The new WPATH (World Health Association for Transgender Health) Standards of Care were released while I was at the recent WPATH conference. It’s definitely a move in the right direction! You can read the new standards here.
The conference was interesting. For the first time, I felt like I was legit to identify as a “real” transgender health provider in front of some of the big names in transgender health. On that note, I will finally get my ass in gear to write down a few of the interesting or challenging problems in trans health management that I’ve come across:
- Pelvic pain in FTMs: This is a widely reported problem among FTMs (or at least, among those on the Eastern Seaboard). Why? No one really knows. What I do know is that at least half of my trans guys who are on testosterone report mild, moderate or severe crampy pelvic pain. Most patients report that it feels similar to menstrual cramping, although they are not getting periods anymore. For some patients, it’s associated with sex or orgasm. The workups that I’ve done (ultrasounds, and in 1 case an endometrial biopsy) have been negative. NSAIDs are somewhat helpful, but don’t seem to completely take the pain away. Hysterectomy is reportedly the only definitive treatment; in my patients who have succesfully gotten a hysto for pelvic pain (n=2), they reported that they still get twinges of pain but that the more severe cramping is gone. Other than recommend a heating pad, ibuprofen and a surgical consult, it seems that there isn’t much to be done for this problem. I have changed my informed consent counseling to include discussion of this problem before initiating testosterone. No one has decided not to go on T because of it, but I think it’s important that people at least know that it might (probably will) happen.

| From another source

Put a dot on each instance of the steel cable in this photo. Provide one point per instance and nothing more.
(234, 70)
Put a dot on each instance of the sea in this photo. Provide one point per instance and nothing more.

- Estrogen levels that don’t go up into normal female range on the recommended dose: When I first started to see trans patients for hormones, I was extremely careful to follow the existing protocols from other clinics, in terms of dosages and labs. I’ve had a couple of patients whose estrogen levels just did not rise into the moderate-normal reference range, despite being on spironolactone and/or finasteride. I increased the dose of estrogen incrementally, and in some cases it took a high dose to achieve the desired effects. I have one patient (who is >300 lbs) on 10mg estradiol IM every 2 weeks, which is twice the recommended dose. (As an aside, I rarely use IM estradiol unless the patient has a good reason to want/need it, since it’s no longer a recommended mode of delivery). I have another couple of patients who are on 6mg estradiol daily, which is at the top of the usual recommended dosages. I don’t feel like I’m going crazy with the estrogen…there are just some cases that require more. I’ve tried to be open-minded but careful when increasing people’s doses. So far I haven’t had anyone with a major adverse event. *fingers crossed*
- Persistent vaginal bleeding in FTMs on testosterone: Most patients will become amenorrheic within 6 months of an adequate dose of testosterone. However, I’ve had 1 patient who has continued to have regular menstrual bleeding every month for almost a year. I had another patient who resumed monthly bleeding after a few years of amenorrhea (he’s one of the people who got a hysto). Both of these patients had testosterone in the normal male range, and the one who never stopped having cycles has had testosterone above the male range for several months (we’re in the process of adjusting the dose to lower the level). We’ve tried going from every 2 week injections to weekly injections, without improvement. Why does this happen? Is the testosterone aromatizing to estrogen and then keeping the female cycle going? Are the patients’ bodies just resistant to the cycle-suppressing effects of testosterone? I don’t know. The solution, in both the cases, was Danazol. It’s a very effective medication at suppressing menstrual bleeding. However, it doesn’t really answer the question of why. For one of the cases, the hysterectomy has cured the problem. For the other patient, a pelvic ultrasound is pending. After that, we’ll probably pursue a surgical consult.